Here’s How to Bring Your Big Idea to Market on the Government’s Dime


Black innovators, inventors, and industrialists can get help this week converting their ideas into marketplace products at a five-city tour being offered by the U.S. Department of Commerce’s Minority Business Development Agency.

The MBDA InVision Tour starts in Atlanta on Thursday and Friday, Dec. 6-7. It will include stops in Houston, San Francisco, New York City, and Miami. It will inform minority businesses on how to access federal resources to develop new products, create jobs, and build wealth in their communities.

“The Minority Business Development Agency is proud to partner with the National Institute of Standards and Technology to support minority business development through technology transfer,” MBDA National Director Henry Childs, II, stated in a press release. “MBDA will support American innovation and global competitiveness by helping to increase diversity and inclusion in the technology industry.”

Conference attendants will learn about the technology transfer process and how to use the federal government’s 300-plus-laboratories and research centers to license their technologies.
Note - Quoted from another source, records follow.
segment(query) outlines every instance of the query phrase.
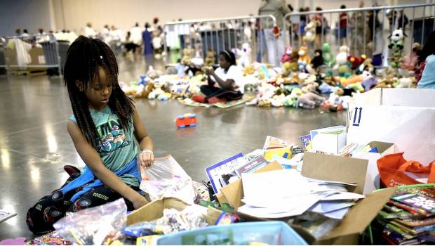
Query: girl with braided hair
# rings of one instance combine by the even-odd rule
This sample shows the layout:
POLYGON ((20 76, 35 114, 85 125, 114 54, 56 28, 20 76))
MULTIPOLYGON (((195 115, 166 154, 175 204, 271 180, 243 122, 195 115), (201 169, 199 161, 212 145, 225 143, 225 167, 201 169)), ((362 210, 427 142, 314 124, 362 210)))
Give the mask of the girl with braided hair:
POLYGON ((99 39, 79 37, 68 49, 64 79, 74 112, 67 129, 86 166, 81 171, 65 167, 70 176, 67 182, 29 209, 26 222, 35 234, 53 231, 67 212, 121 198, 129 210, 147 202, 140 193, 138 164, 152 164, 153 143, 133 101, 119 87, 110 48, 99 39))

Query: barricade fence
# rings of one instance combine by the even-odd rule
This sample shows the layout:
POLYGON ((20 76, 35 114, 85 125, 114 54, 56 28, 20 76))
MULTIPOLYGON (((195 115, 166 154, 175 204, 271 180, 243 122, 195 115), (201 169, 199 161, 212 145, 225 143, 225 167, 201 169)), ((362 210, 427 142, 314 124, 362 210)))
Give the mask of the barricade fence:
POLYGON ((44 71, 50 68, 62 74, 59 45, 52 34, 8 37, 0 41, 0 67, 8 74, 44 71))
MULTIPOLYGON (((248 52, 251 60, 267 60, 268 55, 262 31, 272 30, 275 25, 273 15, 167 22, 163 27, 164 48, 165 51, 180 50, 182 57, 187 55, 191 58, 205 58, 210 51, 217 55, 232 50, 237 56, 248 52)), ((217 63, 217 56, 215 58, 217 63)), ((175 63, 174 60, 170 56, 166 57, 167 63, 175 63)))

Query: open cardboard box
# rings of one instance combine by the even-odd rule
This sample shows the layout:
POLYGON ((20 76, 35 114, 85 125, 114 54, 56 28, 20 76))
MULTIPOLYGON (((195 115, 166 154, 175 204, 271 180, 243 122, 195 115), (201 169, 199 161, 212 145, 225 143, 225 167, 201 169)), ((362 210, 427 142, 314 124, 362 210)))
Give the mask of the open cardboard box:
MULTIPOLYGON (((302 173, 304 176, 312 179, 356 183, 358 186, 355 190, 349 191, 362 194, 366 183, 368 164, 368 160, 367 160, 306 153, 304 155, 302 173)), ((272 162, 257 171, 268 171, 280 169, 282 169, 282 167, 279 164, 272 162)), ((222 188, 220 191, 225 200, 235 209, 243 205, 241 201, 243 197, 241 180, 222 188)), ((379 211, 389 200, 394 191, 394 188, 384 189, 366 195, 365 199, 359 200, 351 208, 338 226, 317 240, 304 228, 290 226, 309 244, 357 245, 359 235, 363 233, 375 219, 379 211)), ((265 220, 243 214, 240 215, 248 221, 265 220)))
MULTIPOLYGON (((127 216, 127 226, 138 222, 151 221, 160 219, 163 217, 163 212, 165 209, 175 209, 182 211, 187 206, 189 205, 178 198, 168 198, 157 200, 128 214, 127 216)), ((212 207, 206 208, 196 205, 193 206, 198 206, 198 209, 201 211, 209 225, 214 225, 222 213, 222 211, 212 207)))

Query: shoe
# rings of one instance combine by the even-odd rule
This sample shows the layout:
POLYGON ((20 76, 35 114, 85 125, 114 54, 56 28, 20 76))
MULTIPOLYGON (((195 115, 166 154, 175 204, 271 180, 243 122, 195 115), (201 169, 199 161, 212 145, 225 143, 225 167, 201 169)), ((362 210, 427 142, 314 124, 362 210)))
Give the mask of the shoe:
POLYGON ((194 95, 192 96, 192 100, 197 103, 206 103, 206 96, 204 95, 194 95))
POLYGON ((213 96, 212 98, 208 98, 208 103, 210 104, 215 104, 215 103, 227 103, 227 100, 225 99, 220 99, 218 98, 215 96, 213 96))

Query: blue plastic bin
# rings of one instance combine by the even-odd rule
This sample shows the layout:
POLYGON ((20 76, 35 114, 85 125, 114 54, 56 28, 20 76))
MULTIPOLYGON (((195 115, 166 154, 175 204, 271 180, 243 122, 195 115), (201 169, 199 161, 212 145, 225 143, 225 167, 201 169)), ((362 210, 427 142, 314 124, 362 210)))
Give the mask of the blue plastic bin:
POLYGON ((247 222, 213 226, 162 236, 158 245, 307 245, 288 225, 281 221, 247 222))

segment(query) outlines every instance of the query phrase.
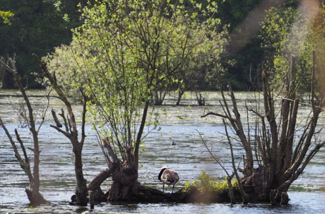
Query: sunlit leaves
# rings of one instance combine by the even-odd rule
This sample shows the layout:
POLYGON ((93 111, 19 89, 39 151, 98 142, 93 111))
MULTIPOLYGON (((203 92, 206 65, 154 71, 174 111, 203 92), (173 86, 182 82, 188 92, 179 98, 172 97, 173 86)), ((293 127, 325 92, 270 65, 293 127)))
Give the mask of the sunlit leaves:
POLYGON ((14 14, 10 11, 0 11, 0 17, 3 19, 4 23, 10 25, 10 18, 14 16, 14 14))

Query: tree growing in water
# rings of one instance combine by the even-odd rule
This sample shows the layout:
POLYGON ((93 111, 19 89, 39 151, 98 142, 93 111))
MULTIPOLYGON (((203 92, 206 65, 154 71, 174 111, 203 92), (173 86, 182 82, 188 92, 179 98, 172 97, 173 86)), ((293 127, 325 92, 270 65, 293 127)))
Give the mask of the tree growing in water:
POLYGON ((12 59, 8 59, 8 61, 7 63, 4 62, 3 58, 1 58, 0 59, 0 65, 1 65, 0 66, 0 70, 2 69, 6 70, 14 76, 14 81, 19 88, 19 90, 20 91, 26 106, 27 107, 27 110, 26 112, 24 111, 24 113, 22 113, 22 114, 24 119, 26 121, 27 126, 30 132, 34 142, 34 148, 28 148, 28 149, 30 150, 34 153, 32 173, 30 167, 30 158, 28 157, 26 151, 26 148, 24 145, 24 142, 20 137, 17 129, 15 129, 15 135, 17 141, 19 143, 20 146, 21 150, 19 150, 17 148, 16 142, 13 139, 12 136, 6 127, 1 117, 0 127, 5 131, 15 152, 15 156, 19 162, 20 167, 21 167, 28 178, 29 188, 25 189, 26 193, 30 202, 30 205, 32 206, 36 206, 40 204, 49 203, 49 201, 46 200, 40 192, 40 180, 39 166, 40 153, 41 153, 41 150, 40 150, 38 138, 39 132, 44 121, 45 113, 47 111, 49 103, 48 103, 43 108, 43 111, 42 112, 38 112, 37 110, 33 108, 29 102, 28 97, 26 95, 26 88, 24 87, 22 82, 21 77, 17 73, 15 64, 15 62, 14 57, 12 59), (9 65, 9 63, 11 64, 11 66, 9 65), (36 111, 37 113, 35 114, 33 111, 36 111), (28 112, 28 113, 26 112, 28 112), (38 118, 37 116, 38 115, 40 116, 40 118, 38 118), (37 125, 37 119, 39 120, 38 127, 37 125), (22 155, 21 154, 22 153, 22 155))
MULTIPOLYGON (((244 167, 239 168, 243 177, 238 182, 243 184, 244 192, 242 194, 249 196, 243 195, 244 203, 250 198, 269 200, 272 204, 278 202, 287 204, 287 191, 291 184, 303 173, 319 149, 325 146, 325 141, 318 137, 320 129, 317 129, 317 124, 319 114, 324 110, 324 97, 321 89, 316 87, 315 58, 314 55, 310 86, 311 104, 307 105, 310 107, 311 111, 304 122, 297 121, 299 104, 306 105, 300 102, 300 95, 297 93, 301 78, 304 77, 296 76, 293 55, 291 56, 290 70, 284 78, 282 94, 277 95, 272 92, 267 75, 263 71, 263 103, 256 99, 255 106, 246 106, 246 129, 232 90, 234 116, 222 90, 223 113, 210 112, 202 116, 213 115, 226 119, 229 128, 241 143, 245 155, 244 167), (252 115, 255 118, 253 123, 249 121, 252 115), (301 125, 303 122, 305 123, 301 125)), ((227 137, 229 139, 228 134, 227 137)))
POLYGON ((218 23, 208 17, 215 5, 200 10, 208 17, 202 23, 201 5, 188 3, 191 9, 178 1, 103 1, 82 9, 84 24, 74 31, 92 122, 123 161, 126 148, 134 148, 137 170, 145 128, 147 134, 158 122, 153 93, 218 23))

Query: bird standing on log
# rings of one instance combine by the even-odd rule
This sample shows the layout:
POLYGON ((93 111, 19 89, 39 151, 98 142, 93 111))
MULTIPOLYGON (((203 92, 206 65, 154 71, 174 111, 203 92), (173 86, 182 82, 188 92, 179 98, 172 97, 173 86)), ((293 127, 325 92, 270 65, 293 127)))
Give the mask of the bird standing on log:
POLYGON ((167 184, 168 186, 173 185, 173 191, 172 191, 172 193, 173 193, 175 184, 177 183, 179 177, 175 170, 171 169, 168 166, 163 166, 158 176, 158 179, 162 182, 162 192, 164 192, 165 185, 167 184))

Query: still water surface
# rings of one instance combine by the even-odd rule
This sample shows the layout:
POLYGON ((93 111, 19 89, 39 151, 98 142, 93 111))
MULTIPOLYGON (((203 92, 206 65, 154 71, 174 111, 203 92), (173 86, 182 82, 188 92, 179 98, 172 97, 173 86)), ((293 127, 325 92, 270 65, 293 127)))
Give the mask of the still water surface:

Technology transfer (T2) is the process by which existing knowledge, facilities, or capabilities developed under federal R&D funding are used to fulfill public and private needs. A large bulk of products Americans rely on today come from tech transfer processes. The federal government invests more than $150 billion annually on research.

Two-thirds of the nation’s most influential technologies of the past 50 years, including smartphones, driverless vehicles, personalized medicine, and GPS—were developed using government technology.

The event is ideal for innovators and industrialist with the next big ideas they want to bring to market and protect with copyrights and patents. They will get a chance to huddle, network, and build partnerships with more than 200 professionals and entrepreneurs in their industries. Participants also will gain access to R&D labs, facility space, patent attorneys, and other resources.

The tour will present opportunities for cooperative research and development agreements with university and federal researchers. It also will provide information on the funding, facilities, patents, and equipment that federal laboratories offer.

The event, mainly geared for minority business owners, is free and open to the public.